Congrats on a great moose!


----------



## iluvchukars (Oct 21, 2009)

There is always time for a good dump when yer out hunting!!

Congrats on a great bull with a bow.


----------



## JERRY (Sep 30, 2007)

Fantastic! Should be some good eats.

How's the knee doing?


----------



## STEVO (Sep 13, 2007)

Thanks guys. 

The knee is still sore, but feels better than it did yesterday. I heard a pop noise when it happened so I hope I didnt tear my ACL or something like that. It still feels weak and wants to give out on me. If it doesnt feel better in a couple days ill go get it looked at.

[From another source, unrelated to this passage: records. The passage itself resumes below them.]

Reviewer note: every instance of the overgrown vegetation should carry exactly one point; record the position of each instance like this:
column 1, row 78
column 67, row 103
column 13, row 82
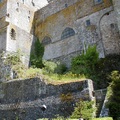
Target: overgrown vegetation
column 85, row 63
column 114, row 95
column 83, row 109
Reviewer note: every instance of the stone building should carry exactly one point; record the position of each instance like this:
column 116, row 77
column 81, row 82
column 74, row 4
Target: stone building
column 65, row 27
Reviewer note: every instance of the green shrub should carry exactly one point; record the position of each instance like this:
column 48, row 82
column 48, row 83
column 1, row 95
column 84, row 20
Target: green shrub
column 103, row 118
column 114, row 95
column 83, row 109
column 61, row 68
column 49, row 67
column 85, row 63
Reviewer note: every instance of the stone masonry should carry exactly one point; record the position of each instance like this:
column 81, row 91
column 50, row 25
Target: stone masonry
column 23, row 98
column 67, row 27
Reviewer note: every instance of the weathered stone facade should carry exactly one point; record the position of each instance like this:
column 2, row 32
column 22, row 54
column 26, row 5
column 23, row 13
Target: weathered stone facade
column 23, row 99
column 68, row 27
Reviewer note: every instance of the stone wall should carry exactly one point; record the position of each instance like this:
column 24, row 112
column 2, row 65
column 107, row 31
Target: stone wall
column 22, row 41
column 3, row 25
column 116, row 4
column 20, row 15
column 24, row 98
column 52, row 24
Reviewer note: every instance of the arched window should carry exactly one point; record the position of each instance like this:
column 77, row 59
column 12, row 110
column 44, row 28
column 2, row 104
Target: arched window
column 68, row 32
column 13, row 34
column 46, row 40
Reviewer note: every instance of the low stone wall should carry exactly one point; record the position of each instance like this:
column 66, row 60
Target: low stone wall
column 23, row 99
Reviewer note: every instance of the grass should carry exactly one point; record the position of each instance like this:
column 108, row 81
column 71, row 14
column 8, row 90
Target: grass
column 103, row 118
column 60, row 79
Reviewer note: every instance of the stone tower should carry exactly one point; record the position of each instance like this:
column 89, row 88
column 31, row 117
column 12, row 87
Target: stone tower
column 16, row 25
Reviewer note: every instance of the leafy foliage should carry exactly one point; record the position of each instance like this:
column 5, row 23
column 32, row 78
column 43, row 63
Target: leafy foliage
column 114, row 98
column 83, row 109
column 37, row 54
column 85, row 63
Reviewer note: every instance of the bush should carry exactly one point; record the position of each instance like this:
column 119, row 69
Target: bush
column 114, row 98
column 83, row 109
column 103, row 118
column 85, row 63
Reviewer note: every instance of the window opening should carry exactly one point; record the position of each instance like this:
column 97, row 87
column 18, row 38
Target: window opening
column 13, row 34
column 68, row 32
column 46, row 40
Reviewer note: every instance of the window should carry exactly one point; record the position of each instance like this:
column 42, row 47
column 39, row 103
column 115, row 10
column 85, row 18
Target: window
column 98, row 1
column 46, row 40
column 13, row 34
column 68, row 32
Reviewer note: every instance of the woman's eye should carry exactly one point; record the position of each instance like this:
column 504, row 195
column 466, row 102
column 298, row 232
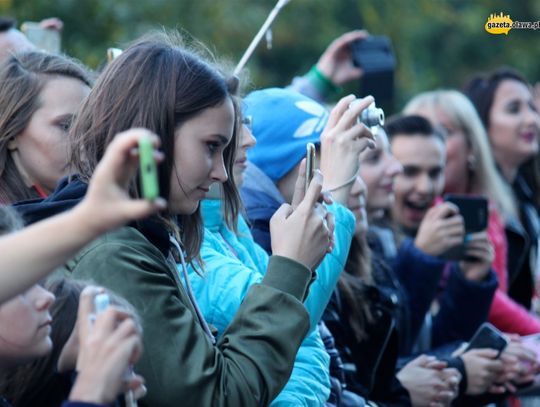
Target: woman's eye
column 513, row 107
column 64, row 125
column 213, row 146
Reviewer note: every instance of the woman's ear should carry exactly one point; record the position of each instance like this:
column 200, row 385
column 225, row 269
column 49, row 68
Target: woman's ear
column 12, row 143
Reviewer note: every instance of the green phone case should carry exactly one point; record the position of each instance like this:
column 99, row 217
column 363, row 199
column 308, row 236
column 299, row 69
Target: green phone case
column 148, row 169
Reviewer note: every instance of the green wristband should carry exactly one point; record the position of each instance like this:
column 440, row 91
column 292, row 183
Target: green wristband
column 321, row 82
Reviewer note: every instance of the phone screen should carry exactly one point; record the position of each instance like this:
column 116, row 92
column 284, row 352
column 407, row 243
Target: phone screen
column 310, row 163
column 474, row 210
column 148, row 169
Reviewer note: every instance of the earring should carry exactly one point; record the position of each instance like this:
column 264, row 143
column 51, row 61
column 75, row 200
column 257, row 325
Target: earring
column 471, row 163
column 12, row 144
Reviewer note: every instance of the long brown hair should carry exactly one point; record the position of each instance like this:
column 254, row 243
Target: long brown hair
column 22, row 77
column 38, row 382
column 158, row 85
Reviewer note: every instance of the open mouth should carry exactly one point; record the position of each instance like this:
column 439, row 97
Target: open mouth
column 417, row 206
column 529, row 136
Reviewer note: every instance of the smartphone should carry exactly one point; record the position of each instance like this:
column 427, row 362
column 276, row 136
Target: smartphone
column 310, row 163
column 148, row 169
column 487, row 336
column 474, row 210
column 101, row 302
column 113, row 53
column 46, row 39
column 374, row 55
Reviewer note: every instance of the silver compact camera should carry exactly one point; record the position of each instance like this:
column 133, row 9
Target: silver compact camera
column 372, row 116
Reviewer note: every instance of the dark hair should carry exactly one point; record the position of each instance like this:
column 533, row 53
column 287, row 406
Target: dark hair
column 10, row 221
column 353, row 284
column 482, row 88
column 7, row 23
column 22, row 78
column 411, row 125
column 38, row 382
column 481, row 91
column 157, row 85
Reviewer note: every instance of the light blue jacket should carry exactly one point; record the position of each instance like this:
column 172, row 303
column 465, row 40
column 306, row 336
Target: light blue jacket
column 234, row 262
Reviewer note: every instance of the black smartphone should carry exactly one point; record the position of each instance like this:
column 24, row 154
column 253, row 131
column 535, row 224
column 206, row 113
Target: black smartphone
column 310, row 163
column 375, row 56
column 487, row 336
column 474, row 210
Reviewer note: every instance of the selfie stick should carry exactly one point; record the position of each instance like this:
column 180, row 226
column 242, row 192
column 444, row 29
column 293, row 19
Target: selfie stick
column 269, row 20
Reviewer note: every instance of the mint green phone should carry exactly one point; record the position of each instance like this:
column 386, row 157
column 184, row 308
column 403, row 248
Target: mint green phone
column 148, row 169
column 310, row 163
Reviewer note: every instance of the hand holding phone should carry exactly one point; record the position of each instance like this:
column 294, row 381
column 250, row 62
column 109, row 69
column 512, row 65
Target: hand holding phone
column 101, row 303
column 474, row 211
column 148, row 169
column 310, row 163
column 487, row 336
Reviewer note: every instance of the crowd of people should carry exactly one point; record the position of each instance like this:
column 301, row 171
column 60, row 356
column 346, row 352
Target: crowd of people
column 239, row 285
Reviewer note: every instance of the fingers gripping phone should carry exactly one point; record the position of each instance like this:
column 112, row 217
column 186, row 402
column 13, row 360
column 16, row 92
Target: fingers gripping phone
column 474, row 210
column 487, row 336
column 101, row 303
column 310, row 163
column 148, row 169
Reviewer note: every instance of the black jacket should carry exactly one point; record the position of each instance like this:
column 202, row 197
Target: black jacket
column 370, row 364
column 522, row 245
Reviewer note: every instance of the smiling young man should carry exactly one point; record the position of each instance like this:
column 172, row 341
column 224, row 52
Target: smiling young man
column 430, row 230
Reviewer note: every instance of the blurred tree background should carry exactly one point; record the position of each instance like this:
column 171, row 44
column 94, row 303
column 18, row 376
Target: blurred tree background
column 438, row 43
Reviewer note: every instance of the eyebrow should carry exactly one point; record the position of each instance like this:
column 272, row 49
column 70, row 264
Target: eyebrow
column 222, row 139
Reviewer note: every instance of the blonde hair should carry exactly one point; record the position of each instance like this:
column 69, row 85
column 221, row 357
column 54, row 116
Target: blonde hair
column 485, row 179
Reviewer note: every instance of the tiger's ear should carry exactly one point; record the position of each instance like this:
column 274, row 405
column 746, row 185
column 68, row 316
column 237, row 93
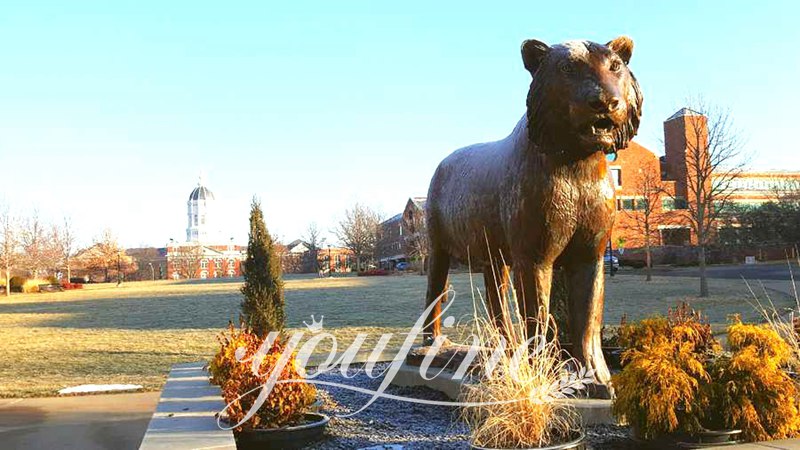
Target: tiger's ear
column 623, row 46
column 533, row 52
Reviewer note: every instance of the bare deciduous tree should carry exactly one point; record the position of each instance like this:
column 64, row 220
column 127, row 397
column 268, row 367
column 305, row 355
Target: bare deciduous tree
column 714, row 159
column 9, row 244
column 359, row 231
column 34, row 240
column 314, row 242
column 105, row 255
column 646, row 214
column 417, row 238
column 67, row 245
column 186, row 259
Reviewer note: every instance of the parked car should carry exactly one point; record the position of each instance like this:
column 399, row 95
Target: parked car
column 613, row 264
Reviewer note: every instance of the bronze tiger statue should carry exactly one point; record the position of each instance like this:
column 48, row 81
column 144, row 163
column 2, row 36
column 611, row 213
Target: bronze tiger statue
column 542, row 196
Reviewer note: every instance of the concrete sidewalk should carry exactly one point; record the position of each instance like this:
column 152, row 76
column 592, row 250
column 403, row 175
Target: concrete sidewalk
column 786, row 444
column 112, row 421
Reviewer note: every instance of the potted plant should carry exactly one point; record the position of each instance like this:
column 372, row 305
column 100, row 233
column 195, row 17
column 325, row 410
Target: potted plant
column 751, row 390
column 678, row 387
column 660, row 391
column 286, row 418
column 519, row 404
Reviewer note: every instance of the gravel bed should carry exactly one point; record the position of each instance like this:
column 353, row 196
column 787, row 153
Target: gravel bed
column 389, row 422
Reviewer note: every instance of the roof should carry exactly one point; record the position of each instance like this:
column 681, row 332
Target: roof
column 394, row 218
column 683, row 112
column 201, row 193
column 419, row 202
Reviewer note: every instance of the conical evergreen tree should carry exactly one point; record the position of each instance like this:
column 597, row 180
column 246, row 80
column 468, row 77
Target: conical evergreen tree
column 262, row 306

Being a ex football player, my knee's have popped and creaked for years. Hopefully its nothing serious!!!


----------



## Packout (Nov 20, 2007)

SteveO- He is a great bull! Mature with lots of character. And to do it with a bow while family was along-- congratulations!


----------



## STEVO (Sep 13, 2007)

Packout said:


> SteveO- He is a great bull! Mature with lots of character. And to do it with a bow while family was along-- congratulations!


Thank you sir! 

I wouldnt trade the times and memories for anything!!!!


----------



## Ambush (Sep 22, 2011)

Loved the write up, especially when you thought your dad was gruntin' and groanin' in the trailer! Who knows, maybe that's why the bull was hanging around camp so much, the old man was calling him in! 

Congrats on a great bull!


----------



## svmoose (Feb 28, 2008)

Nice one STEVO! That's a good looking bull.


----------



## bowhunt3r4l1f3 (Jan 12, 2011)

Nice bull dude! That's pretty nice experience to be able to kill a Moose!


----------



## josefat1 (Sep 8, 2009)

I need a good photographer like that. Can't wait until I draw my moose tag, nice bull!


----------



## middlefork (Nov 2, 2008)

Well you can't beat your first achery kill being a moose. Great story and a great moose.


----------



## h20fowl (Dec 31, 2009)

Great story Congrats


----------



## sawsman (Sep 13, 2007)

That's awesome STEVO! Congrat's on a great bull!


----------



## wyogoob (Sep 7, 2007)

Holy cow, that's a cool moose and great story! 

congrats STEVO


----------



## REPETER (Oct 3, 2007)

Way to go Stevo! Great story too. Hope your knee gets better. Just think, every time your knee acts up you'll think of that moose


----------



## STEVO (Sep 13, 2007)

Thanks fellas. Im kind of sad now that the hunt has ended. Wished it was more often then once in a lifetime. It was a blast with good family!!!

The knee is slowly getting better, icing it as we speak. still feels a little tight, but I think its getting better!!!


----------